Soon after, as Miguel is conversing with Rudy, the first person he meets on his journey to find his father, I thought the dialogue felt stripped to only what was necessary for the plot and there seemed to be a lot left unsaid that the performers tried to convey, but perhaps a bit more dialogue would’ve helped flesh out both characters and make the moments more impactful. I found that to be a similar case at the next house he visited, though it was more emotionally charged which I enjoyed. Once starting to work at the furniture store, things slowed down and I appreciated that the story was given more time to breathe because, though each scene proceeded at a slow pace that allowed for getting into what was happening, the progression between them had seemed too quick, but some things at that point still progressed in a way that felt fast to me. For example, Carmela, a girl who Miguel had fallen for prior to his leaving home, hardly seemed to know Miguel when he approached her house having stalked her, but soon became close with him without much to explain why. Then she maintained an awkwardness after that hardly seemed befitting of their new relationship.
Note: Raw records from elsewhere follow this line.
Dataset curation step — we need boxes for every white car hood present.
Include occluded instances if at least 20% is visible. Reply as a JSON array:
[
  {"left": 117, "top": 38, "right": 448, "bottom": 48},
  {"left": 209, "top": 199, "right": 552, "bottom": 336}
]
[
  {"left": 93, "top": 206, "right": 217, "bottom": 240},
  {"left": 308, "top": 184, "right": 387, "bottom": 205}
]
My main issue though was that I never felt like there was a good explanation of Miguel’s motivations. Wanting to find his father Arturo makes sense without much explanation but wanting to kill him was something that seemed to spring from nowhere and more on why would’ve perhaps helped to appreciate his journey and the fact that the initiating event in the story and the motivations of the only character we see through the whole film were both underexplained hindered it. Further, Miguel rarely seemed to struggle with that mission of his other than two notable scenes that faded too quickly.

I don’t know whether it was intentional or not but I detected shades of Heart of Darkness in the plot that at first seems to be a descent into madness, as our protagonist seeks to kill someone who is essentially a corruption of himself and the ideas he holds dear. Though I did like that Arturo, like the Kurtz figure in many adaptations, is eventually shown to be not this massive godlike figure but a man who is flawed and small and suffering, I was dismayed to see that he didn’t get even a second to present himself as that sort of figure and explain his actions. Other than one or two moments, there wasn’t a scene I disliked so much as wished for more from. I just wanted more tissue to connect it all and to spend more time with the characters and places so it wouldn’t feel as rushed. I would’ve been ecstatic if there was another hour to it to help those problems out. Despite the things I’ve said here being generally negative criticisms of the presentation of the plot, I don’t mean to entirely give the idea that I didn’t like the film, because I did enjoy it, especially with regard to the direction of the actors and the visual aspects which conveyed a coherent sense of vision for the film. The bulk of the issues came from trying to keep the film too short and, in doing so, keeping the writing from coming through as well as it could have, or perhaps from not having the writing to support the filmmaking in the first place. I definitely want to see more like it in the future, just with a stronger script and more time spent on the narrative aspects. The style is there and can be refined into something excellent.